Pourquoi les consoles Android sont l’avenir du jeu vidéo ?

Le marché du jeu vidéo évolue, et avec l'arrivée d'Android et la forte évolution des jeux mobiles disponibles sur le Play Store, le paysage vidéoludique connait des transformations qui pourrait, à terme, diminuer l'intérêt des consoles propriétaires au profit des consoles sous Android.

Depuis des dizaines d'années déjà, les consoles de jeu vidéo sont avec le PC les principales plateformes afin d'accéder à nos loisirs interactifs préférés dans nos foyers : sur grand écran, dans le salon ou en portabilité, les jeux vidéo s'expriment bien mieux lorsqu'ils ont un appareil dédié.

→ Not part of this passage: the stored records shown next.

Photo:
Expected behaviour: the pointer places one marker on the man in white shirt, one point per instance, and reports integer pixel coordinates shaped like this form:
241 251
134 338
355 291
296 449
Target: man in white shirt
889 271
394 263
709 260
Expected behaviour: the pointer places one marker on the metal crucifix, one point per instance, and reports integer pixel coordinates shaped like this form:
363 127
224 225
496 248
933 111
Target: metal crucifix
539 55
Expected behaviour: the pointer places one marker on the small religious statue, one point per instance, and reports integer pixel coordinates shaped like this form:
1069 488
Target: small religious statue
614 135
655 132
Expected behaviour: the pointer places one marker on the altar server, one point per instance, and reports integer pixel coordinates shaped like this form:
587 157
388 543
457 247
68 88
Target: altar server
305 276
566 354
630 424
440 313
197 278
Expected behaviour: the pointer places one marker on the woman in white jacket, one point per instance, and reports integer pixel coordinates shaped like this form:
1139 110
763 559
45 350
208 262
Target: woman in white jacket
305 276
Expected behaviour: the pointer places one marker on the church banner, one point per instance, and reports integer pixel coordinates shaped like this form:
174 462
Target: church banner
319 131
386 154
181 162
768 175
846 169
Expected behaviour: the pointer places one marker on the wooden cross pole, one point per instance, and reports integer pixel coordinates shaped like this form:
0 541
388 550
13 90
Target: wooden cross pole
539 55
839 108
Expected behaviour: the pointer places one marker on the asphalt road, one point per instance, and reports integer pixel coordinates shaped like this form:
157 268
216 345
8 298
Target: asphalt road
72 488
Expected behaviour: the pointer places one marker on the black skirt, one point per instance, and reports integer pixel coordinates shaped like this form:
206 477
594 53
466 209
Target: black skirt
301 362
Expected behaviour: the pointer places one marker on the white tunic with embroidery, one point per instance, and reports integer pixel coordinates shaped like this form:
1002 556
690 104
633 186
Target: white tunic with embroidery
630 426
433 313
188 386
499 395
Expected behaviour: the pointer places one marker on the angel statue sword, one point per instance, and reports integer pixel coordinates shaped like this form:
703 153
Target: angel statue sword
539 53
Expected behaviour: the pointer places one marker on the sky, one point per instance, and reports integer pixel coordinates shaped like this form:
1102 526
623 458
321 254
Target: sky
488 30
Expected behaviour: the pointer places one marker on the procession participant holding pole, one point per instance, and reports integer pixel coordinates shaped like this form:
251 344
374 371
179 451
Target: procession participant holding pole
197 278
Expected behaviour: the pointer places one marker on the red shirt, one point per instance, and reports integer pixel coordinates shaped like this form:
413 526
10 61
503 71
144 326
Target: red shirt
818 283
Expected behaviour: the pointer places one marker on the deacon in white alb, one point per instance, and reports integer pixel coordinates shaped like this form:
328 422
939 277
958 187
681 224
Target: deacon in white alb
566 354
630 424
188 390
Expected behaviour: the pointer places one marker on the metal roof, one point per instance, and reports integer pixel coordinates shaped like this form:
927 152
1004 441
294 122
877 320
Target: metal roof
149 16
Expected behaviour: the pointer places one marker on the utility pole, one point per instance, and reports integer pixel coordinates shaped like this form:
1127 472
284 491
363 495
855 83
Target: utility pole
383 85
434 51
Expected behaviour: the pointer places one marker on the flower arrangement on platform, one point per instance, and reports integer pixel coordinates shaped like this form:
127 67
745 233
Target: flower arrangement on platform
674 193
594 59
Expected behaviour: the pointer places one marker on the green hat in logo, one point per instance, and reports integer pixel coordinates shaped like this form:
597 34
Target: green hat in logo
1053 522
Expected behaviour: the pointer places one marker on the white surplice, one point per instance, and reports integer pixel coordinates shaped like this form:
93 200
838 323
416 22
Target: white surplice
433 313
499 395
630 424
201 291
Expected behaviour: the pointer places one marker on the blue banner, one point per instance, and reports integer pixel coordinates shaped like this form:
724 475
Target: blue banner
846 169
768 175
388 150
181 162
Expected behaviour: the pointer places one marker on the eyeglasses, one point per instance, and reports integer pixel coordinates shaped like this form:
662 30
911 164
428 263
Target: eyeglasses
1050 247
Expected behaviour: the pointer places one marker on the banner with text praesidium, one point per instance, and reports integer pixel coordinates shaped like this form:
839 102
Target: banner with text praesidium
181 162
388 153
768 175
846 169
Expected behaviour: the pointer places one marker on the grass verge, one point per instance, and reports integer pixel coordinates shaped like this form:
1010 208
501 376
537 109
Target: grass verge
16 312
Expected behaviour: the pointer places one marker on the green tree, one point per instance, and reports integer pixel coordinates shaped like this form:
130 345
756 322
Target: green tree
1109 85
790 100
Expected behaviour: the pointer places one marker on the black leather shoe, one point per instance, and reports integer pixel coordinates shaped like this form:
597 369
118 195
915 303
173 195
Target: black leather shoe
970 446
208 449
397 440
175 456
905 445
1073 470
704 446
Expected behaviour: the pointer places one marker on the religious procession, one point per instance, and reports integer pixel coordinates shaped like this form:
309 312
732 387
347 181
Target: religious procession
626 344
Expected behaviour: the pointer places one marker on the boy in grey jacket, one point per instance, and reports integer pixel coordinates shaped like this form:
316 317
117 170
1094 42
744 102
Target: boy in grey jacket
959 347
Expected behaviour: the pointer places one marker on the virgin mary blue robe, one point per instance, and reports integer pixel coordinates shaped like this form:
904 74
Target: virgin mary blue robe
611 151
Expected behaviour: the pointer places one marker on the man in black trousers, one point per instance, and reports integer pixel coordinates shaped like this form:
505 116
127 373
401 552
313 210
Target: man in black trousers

Toutefois, l'avènement d'Android en tant que système d'exploitation libre a provoqué un nouveau marché : celui des consoles tournant sous l'OS de Google. Et malgré l'incommensurable défaite de la OUYA, le lancement buggé de la Razer Forge ou l'indifférence accordée à la Madcatz MOJO, ce nouveau marché est en vérité là pour durer.

Car insidieusement, il s'agit du matériel qui se rapproche le plus de l'évolution des habitudes de consommation des foyers et tend à connaître les meilleures évolutions techniques sur ces dernières années. Alors que les tablettes sont en plein déclin, les box TV sous Android vont-elles monter au point de concurrencer les consoles ?

Un marché en pleine expansion

Il est une vérité que les éditeurs, développeurs et constructeurs ne peuvent plus ignorer : les jeux sur smartphones progressent d'année en année, à tel point que tout le monde cherche désormais à entrer dans ce marché.

Les éditeurs et développeurs tiers particulièrement ont pris très vite d'assaut le Play Store, à grand renfort de productions plus minimalistes mais utilisant leurs licences à succès comme Lara Croft Go dernièrement, et commencent à développer des jeux plus fournis avec par exemple Assassin's Creed Legend d'Ubisoft.

Mais c'est l'arrivée des constructeurs qui est la plus remarquée, avec en tête Nintendo cette année qui sortira Miitomo en Europe d'ici peu et développe un jeu approfondi mettant en scène leurs plus grandes stars avec Pokémon Go qui sortira en fin d'année.

Sony, qui est en charge tout aussi bien de Xperia que de PlayStation, avait fait figure de précurseur en lançant PlayStation Mobile. Mais le service n'avait pas pris, et avait été fermé il y a 1 an. Toutefois, la nécessité de conquérir ce marché est telle qu'ils s'apprêtent à y revenir avec la création de ForwardsWorks qui utilisera les plus grandes licences de PlayStation.

Cette arrivée en masse des constructeurs n'est qu'un signe parmi tant d'autres que le jeu vidéo mobile est là pour rester. Après tout, lorsque les marques d'un secteur parallèle se doivent d'utiliser un nouveau média pour promouvoir leurs créations, n'est-ce pas là le légitimer ?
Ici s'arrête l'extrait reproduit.